Halted-Pendulum Relaxation: Application to White Dwarf Binary Initial Data

TL;DR

This paper introduces Halted-Pendulum Relaxation (HPR), a new method to efficiently prepare initial conditions for SPH simulations of white dwarf binaries, improving accuracy and reducing oscillations.

Contribution

The paper presents HPR, a simple and effective relaxation technique for SPH particles, enhancing the accuracy of initial conditions in binary star merger simulations.

Findings

HPR effectively removes global oscillations in SPH configurations.

HPR improves the accuracy of initial conditions for white dwarf binary simulations.
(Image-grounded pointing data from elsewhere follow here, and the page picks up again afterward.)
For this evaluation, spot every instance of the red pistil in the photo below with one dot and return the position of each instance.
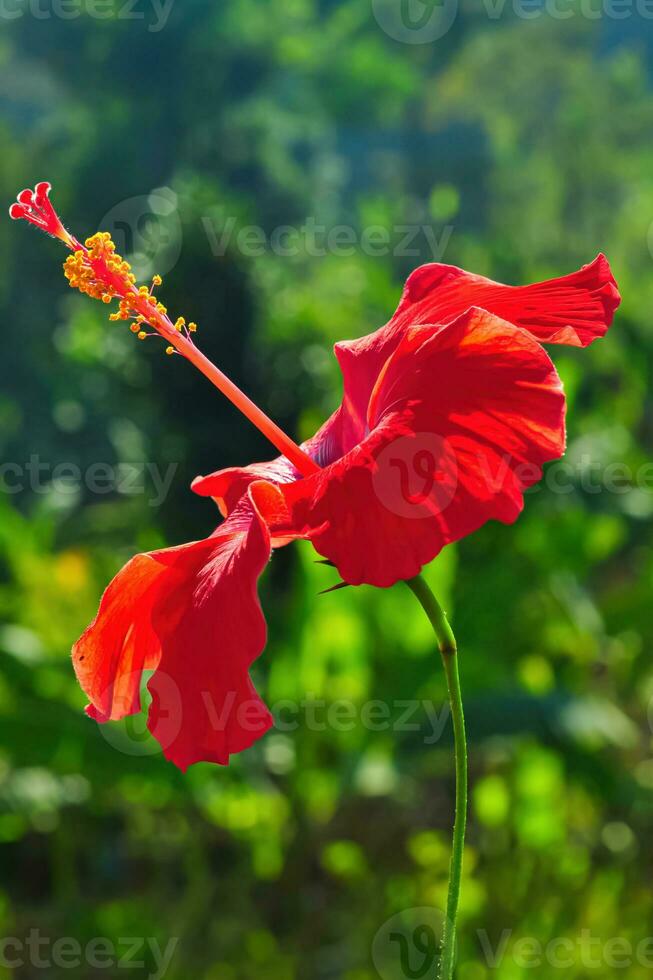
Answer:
(97, 270)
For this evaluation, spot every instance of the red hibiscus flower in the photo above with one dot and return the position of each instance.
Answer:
(448, 414)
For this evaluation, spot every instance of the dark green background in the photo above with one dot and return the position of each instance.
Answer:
(526, 143)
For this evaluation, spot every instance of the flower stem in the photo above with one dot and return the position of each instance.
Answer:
(449, 652)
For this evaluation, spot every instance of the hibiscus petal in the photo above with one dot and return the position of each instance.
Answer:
(192, 615)
(461, 421)
(574, 309)
(227, 486)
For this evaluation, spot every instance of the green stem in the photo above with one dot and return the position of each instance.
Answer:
(449, 651)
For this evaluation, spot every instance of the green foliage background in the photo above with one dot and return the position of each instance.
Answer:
(528, 143)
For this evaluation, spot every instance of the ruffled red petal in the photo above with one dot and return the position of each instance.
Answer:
(574, 309)
(193, 616)
(460, 421)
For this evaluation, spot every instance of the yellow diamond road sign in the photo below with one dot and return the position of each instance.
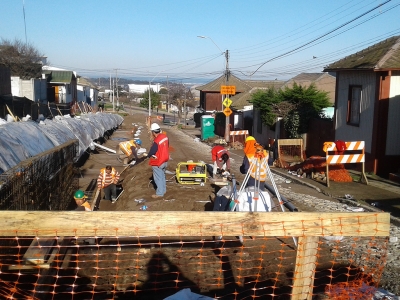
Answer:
(227, 111)
(228, 89)
(227, 102)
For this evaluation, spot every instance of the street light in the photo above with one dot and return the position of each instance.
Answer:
(227, 129)
(150, 93)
HPR leads to more realistic orbital and accretion dynamics.

Abstract

Studying compact star binaries and their mergers is integral to determining progenitors for observable transients. Today, compact-star mergers are typically studied via state-of-the-art computational fluid dynamics codes. One such numerical technique, Smoothed Particle Hydrodynamics (SPH), is frequently chosen for its excellent mass, energy, and momentum conservation. The natural treatment of vacuum and the ability to represent highly irregular morphologies make SPH an excellent tool for the study of compact-star binaries and mergers. For many scenarios, including binary systems, the outcome of simulations is only as accurate as the initial conditions. For SPH, it is essential to ensure that the particles are distributed regularly, representing the initial density profile but without long-range correlations. Particle noise in the form of high-frequency local motion and low-frequency global dynamics must be damped out. Damping the latter can be as computationally intensive as the actual simulation. We discuss a new and straightforward relaxation method, Halted-Pendulum Relaxation (HPR), to remove global oscillation modes of SPH particle configurations. In combination with effective external potentials representing gravitational and orbital forces, we show that HPR has an excellent performance in efficiently relaxing SPH particles to the desired density distribution and removing global oscillation modes. We compare the method to frequently used relaxation approaches and test it on a white dwarf binary model at its Roche lobe overflow limit. We highlight the importance of our method in achieving accurate initial conditions and its effect on achieving circular orbits and realistic accretion rates when compared with other general relaxation methods.